This individual, though not a Christian, was, in the literal meaning of the word, a martyr (or "witness") for peace and reconciliation. He was a Hindu holy man and modern pioneer of non-violent resistance, who inspired many others, including the American civil rights leader Martin Luther King, Jr., to follow this same path against all odds.

His name is Mohandas Gandhi, who was assassinated in 1948 by a young Hindu fanatic.

An apostolic delegate to the United States once praised Gandhi as a "naturally Christian" person. To be sure, the Vatican's representative intended his remark as a compliment to Gandhi, but in fact it was not.

The assumption was, and still is, among many Christians that only Christians can live a highly moral, even saintly, life. Whatever is good and holy in the world must be claimed somehow by the church.

All else is a form of "anonymous Christianity," one of the few insights of the great theologian Jesuit Fr. Karl Rahner that happily never caught on.

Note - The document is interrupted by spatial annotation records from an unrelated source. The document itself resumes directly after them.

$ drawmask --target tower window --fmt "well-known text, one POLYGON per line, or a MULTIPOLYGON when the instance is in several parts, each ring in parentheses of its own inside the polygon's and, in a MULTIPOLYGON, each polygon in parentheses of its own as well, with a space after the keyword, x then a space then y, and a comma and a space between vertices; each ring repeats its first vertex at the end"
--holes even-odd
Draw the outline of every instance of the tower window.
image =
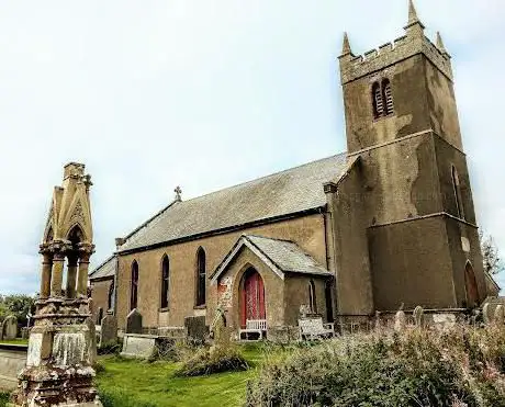
POLYGON ((138 263, 136 260, 132 263, 132 286, 130 294, 130 309, 137 307, 137 297, 138 297, 138 263))
POLYGON ((197 252, 197 306, 205 305, 205 251, 200 248, 197 252))
POLYGON ((372 84, 372 104, 373 104, 373 117, 379 118, 384 113, 384 106, 382 104, 382 93, 379 82, 372 84))
POLYGON ((381 83, 372 84, 373 118, 380 118, 394 113, 393 91, 390 80, 383 79, 381 83))
POLYGON ((452 176, 452 189, 454 192, 454 201, 456 201, 456 212, 458 214, 458 217, 460 217, 461 219, 464 219, 463 201, 461 199, 461 188, 459 184, 458 171, 456 170, 454 166, 452 166, 451 176, 452 176))
POLYGON ((170 263, 167 255, 164 256, 161 261, 161 308, 168 308, 170 290, 170 263))
POLYGON ((389 79, 382 81, 382 95, 385 103, 384 115, 393 114, 393 92, 391 91, 391 82, 389 79))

If Gandhi's life taught us anything, it is that God's presence, which is the basis of all holiness, is not limited to any religious community, including the church.

God is the loving Creator and Redeemer of all humanity. The Holy Spirit blows wherever the Spirit wills. Grace is offered to everyone.

Jan. 30 also marks the entrance into eternal glory of Joseph Columba Marmion, the Irish-born abbot of the Benedictine monastery of Maredsous in Belgium from 1901 until his death in 1923.

Abbot Marmion was one of the most influential spiritual writers and spiritual directors of the early 20th century. His was a Catholic spirituality that was well ahead of its time, rooted in the Bible and the liturgy of the Church and centered on the mystery of Christ.

Marmion's major works included Christ: the Life of the Soul and Christ in His Mysteries. He was beatified by Pope John Paul II on Sept. 3, 2000, the same day on which Pope John XXIII was also beatified.

On Jan. 31, the church celebrates the feast of John Bosco, who died in 1888 and who is best known for his pastoral and educational work with boys and young men. Today, unfortunately, his special ministry to boys might have raised suspicions about him, so much have the times changed because of the sex-abuse scandal in the priesthood.

Don Bosco was the founder of the Society of St. Francis de Sales, more commonly known as the Salesian order. It is a religious community that some would say has exercised a significant, even excessive, influence in the pontificates of John Paul II and Benedict XVI.

The current Vatican Secretary of State, Cardinal Tarcisio Bertone, is a Salesian. He was formerly then-Cardinal Joseph Ratzinger's number-two man in the Congregation for the Doctrine of the Faith. When Bertone left to become archbishop of Genoa, Cardinal Ratzinger named another Salesian, Archbishop Angelo Amato, to replace him.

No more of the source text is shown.